その思いが徐々に強くなっていって、5年ほど勤務した後、思い立ってイラストレーターに転身しました。

あきばさん漫画1
漫画「お人好しの会社員が不思議な世界に迷い込む話」(『スパあんこうの胃袋』第1話)の冒頭

── 漫画「お人好しの会社員が不思議な世界に迷い込む話」や「育児に疲れたママが不思議な世界へ招待される話」などがたくさんの人に読まれていますよね。漫画を描いたきっかけは何だったのでしょうか。

 

あきばさん:

ずっといつかは創作漫画を描きたいと思っていましたが、昨年にようやく描き上げることができました。

 

思いがけず第1話からものすごく反響をいただいて。びっくりしましたね。

あきばさん漫画2
漫画「育児に疲れたママが不思議な世界へ招待される話」(『スパあんこうの胃袋』第2話)の冒頭

── 第1話、第2話ともに「note」で2000を超えるハートがついていますね。ストーリーはどんなふうに生まれたんですか?

 

あきばさん:

私、おっちょこちょいなんです。いつもリュック全開でまわりの人に「開いていますよ」と教えてもらうことも多いです。

 

また、育児中はたくさん人の善意に触れます。ベビーカーを押してエレベーターに乗るときにドアの開け閉めを手伝ってもらったり、落ちたものを拾ってもらったり。

 

そんな優しい声をかけてくれた人たちが報われる世界があるといいなあと思って描いていきました。

 

自分の経験や、仕事や育児に頑張る友人の話、日々過ごしながら気づいたことをスマホにメモしていたものがネタになっています。

 

特に作中に出てくる「育児中できないこと全部できるルーム」は、今の自分が一番行きたい世界をそのまま描きました。

あきばさん漫画3

頑張っているけれど報われない人に届けたかった

── 第2話は、育児中の女性が主人公ですが、不思議な魚が彼女にささやいた「いつかあなたの時間は戻ってきます」「人生の主役は自分です」など、子どもたちがまだ小さくて必死に育児をしていた自分にかけてあげたい言葉ばかりでした。
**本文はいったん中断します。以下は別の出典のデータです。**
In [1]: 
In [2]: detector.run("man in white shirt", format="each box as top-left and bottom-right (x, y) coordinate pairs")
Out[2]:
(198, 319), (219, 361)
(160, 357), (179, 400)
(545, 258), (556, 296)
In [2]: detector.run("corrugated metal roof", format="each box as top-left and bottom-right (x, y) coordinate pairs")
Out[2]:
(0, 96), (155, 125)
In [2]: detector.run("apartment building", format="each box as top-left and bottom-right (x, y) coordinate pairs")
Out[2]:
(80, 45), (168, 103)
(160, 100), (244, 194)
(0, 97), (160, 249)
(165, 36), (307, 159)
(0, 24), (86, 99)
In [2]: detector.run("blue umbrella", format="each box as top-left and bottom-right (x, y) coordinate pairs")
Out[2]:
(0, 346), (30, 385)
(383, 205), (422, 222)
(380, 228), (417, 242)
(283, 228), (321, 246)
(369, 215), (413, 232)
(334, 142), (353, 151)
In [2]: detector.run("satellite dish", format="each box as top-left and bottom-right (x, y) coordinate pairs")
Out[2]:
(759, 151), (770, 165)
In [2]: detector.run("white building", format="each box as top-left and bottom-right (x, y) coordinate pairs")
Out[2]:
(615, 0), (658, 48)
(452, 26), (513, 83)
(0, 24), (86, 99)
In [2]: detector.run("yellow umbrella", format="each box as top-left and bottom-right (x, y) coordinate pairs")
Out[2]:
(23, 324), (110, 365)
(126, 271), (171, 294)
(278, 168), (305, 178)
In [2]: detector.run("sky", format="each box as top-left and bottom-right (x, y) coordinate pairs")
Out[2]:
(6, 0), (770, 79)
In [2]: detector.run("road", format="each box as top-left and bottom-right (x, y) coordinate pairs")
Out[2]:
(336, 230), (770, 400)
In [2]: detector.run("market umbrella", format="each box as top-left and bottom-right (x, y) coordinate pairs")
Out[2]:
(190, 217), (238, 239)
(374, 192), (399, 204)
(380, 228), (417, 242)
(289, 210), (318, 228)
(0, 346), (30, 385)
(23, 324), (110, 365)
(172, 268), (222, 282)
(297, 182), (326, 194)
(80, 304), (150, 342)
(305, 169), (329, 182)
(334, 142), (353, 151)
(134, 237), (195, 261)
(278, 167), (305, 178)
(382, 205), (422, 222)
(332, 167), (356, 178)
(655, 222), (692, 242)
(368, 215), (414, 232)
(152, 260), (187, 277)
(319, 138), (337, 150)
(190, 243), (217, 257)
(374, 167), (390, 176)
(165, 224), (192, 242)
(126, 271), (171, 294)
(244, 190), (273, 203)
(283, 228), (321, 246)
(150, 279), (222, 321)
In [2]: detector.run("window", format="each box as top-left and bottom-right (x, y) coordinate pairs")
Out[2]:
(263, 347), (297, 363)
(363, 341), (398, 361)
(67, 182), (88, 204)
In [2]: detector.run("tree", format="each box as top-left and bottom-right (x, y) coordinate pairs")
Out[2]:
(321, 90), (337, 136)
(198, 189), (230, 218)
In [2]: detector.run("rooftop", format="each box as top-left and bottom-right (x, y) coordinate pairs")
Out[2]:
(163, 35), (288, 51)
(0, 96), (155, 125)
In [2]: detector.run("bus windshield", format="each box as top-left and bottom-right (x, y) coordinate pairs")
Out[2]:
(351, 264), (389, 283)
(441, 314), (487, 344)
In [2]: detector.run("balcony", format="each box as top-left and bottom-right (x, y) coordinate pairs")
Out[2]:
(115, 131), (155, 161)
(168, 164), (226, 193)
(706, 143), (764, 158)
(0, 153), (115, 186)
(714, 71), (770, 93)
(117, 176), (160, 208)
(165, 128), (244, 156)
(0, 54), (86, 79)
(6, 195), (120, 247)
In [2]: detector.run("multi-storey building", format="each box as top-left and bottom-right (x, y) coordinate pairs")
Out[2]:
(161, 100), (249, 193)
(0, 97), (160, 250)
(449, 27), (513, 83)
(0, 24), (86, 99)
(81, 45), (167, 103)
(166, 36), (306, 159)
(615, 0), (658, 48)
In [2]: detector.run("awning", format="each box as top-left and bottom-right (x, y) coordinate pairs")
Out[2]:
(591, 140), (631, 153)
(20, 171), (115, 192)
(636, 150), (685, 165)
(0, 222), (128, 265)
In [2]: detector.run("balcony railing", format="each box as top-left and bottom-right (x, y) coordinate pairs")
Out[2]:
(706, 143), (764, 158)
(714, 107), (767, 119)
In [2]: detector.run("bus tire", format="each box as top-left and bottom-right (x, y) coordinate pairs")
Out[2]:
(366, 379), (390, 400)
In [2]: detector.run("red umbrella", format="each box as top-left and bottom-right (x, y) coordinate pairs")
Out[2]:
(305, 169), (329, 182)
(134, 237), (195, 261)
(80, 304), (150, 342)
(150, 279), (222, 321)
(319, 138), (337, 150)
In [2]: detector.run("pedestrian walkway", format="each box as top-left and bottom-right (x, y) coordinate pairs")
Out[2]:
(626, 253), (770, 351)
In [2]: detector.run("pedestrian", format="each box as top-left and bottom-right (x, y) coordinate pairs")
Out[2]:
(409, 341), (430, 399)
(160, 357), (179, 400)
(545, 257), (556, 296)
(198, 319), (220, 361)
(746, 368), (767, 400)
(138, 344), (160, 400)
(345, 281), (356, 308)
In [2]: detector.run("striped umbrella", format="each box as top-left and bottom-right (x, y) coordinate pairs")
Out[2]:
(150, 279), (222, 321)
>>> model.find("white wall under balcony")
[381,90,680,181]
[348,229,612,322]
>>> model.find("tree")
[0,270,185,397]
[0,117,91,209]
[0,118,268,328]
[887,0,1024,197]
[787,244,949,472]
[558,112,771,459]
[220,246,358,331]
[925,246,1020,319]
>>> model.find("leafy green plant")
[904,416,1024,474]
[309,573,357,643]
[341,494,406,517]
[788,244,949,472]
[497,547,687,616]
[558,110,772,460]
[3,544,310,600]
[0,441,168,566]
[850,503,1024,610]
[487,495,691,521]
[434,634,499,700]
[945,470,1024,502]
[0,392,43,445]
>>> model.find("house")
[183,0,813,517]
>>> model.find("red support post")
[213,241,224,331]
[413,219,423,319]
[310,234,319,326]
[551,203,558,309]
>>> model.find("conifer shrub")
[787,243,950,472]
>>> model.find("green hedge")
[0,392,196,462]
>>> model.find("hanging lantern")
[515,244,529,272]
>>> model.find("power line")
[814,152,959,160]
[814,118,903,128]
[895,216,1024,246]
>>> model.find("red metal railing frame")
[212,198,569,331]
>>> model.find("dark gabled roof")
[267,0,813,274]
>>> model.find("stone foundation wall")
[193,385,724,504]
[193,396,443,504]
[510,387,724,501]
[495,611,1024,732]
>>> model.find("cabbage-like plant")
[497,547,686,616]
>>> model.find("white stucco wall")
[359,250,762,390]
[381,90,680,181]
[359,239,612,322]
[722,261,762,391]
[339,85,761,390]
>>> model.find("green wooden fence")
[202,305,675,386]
心に刺さるんです。

 

あきばさん:

バーのマスターのシーラカンスですね。

 

育児をしていると、自分が主役の人生は終わって、子どもの人生の「黒子」になったように感じることがありますよね。でもそんなことはなくて、ずっと人生の主役は自分だよ!と、そういうメッセージが込められたらいいなと思いました。

 

私も第一子出産後は、自分が自分でなくなるような感覚があったので…。

 

育児って子どもと2人きりで家のなかで過ごす時間が長くて、思いつめてしまう人も多いのではないかなと思います。

 

また、コロナで在宅が増えたり、人との関わりが難しいなかで、頑張っているけれどなかなか報われない人に届くといいなとも思って描いています。

あきばさん漫画4

── ヘトヘトになった女性が突然あらわれた魚に飲み込まれて、夢のような世界へ飛び込むんですよね。

 

あきばさん:

チョウチンアンコウですね。

 

今回登場人物に深海魚を選んだのは3歳の息子の影響なんです。

 

息子は図鑑が大好きで、ずっと深海魚の図鑑やDVDを一緒に見ていたので、私もすっかりハマってしまいました。漫画に出てくる重要なキャラクターを描こうと考えたときに浮かんだのが深海魚で、息子の図鑑を参考に書きました。

あきばさん漫画5

誰も傷つけない漫画を描きたい

── 漫画を描くときに気をつけていることや大切にしていることはありますか?

 

あきばさん:

すごく難しいのですが、「誰も傷つけたくない」という思いがあります。漫画を読んで、いやな気持ちにはなってほしくない。だから、できる限り誰も攻撃しない漫画を描きたくて。

 

今、コロナ禍でたくさんの人が気を張って頑張っている状況だと思うのですが、少しでも読者の方に読んでホッとしてもらえるといいなと思いながら描いています。

 

── 漫画を公開していろいろ反響があったと思うのですが、どう思いましたか? 

 

あきばさん:

思っていた以上に共感されたことにまず驚きました。また、私と同じような経験や思いをしているパパとママがたくさんいるんだなあと、すごく励まされましたね。

 

ちなみに、「睡眠時間30分でたっぷり8時間分寝ることになるベッドが私もほしい」という感想がいちばん多くて、「だよね!」と思いました(笑)。

 

PROFILE あきばさやかさん

宮城県生まれ、東京在住。仙台の広告会社で5年間OLを経験したのち、イラストレーターに。ライブドア公式ブログ「あきばさやかの人生ケアレスミス」では、日常のひとコマを漫画で綴っている。著書に『おしゃれなママっていわれたい!』(マイナビ出版)、『マンガでわかる Excel』(KADOKAWA)などがある。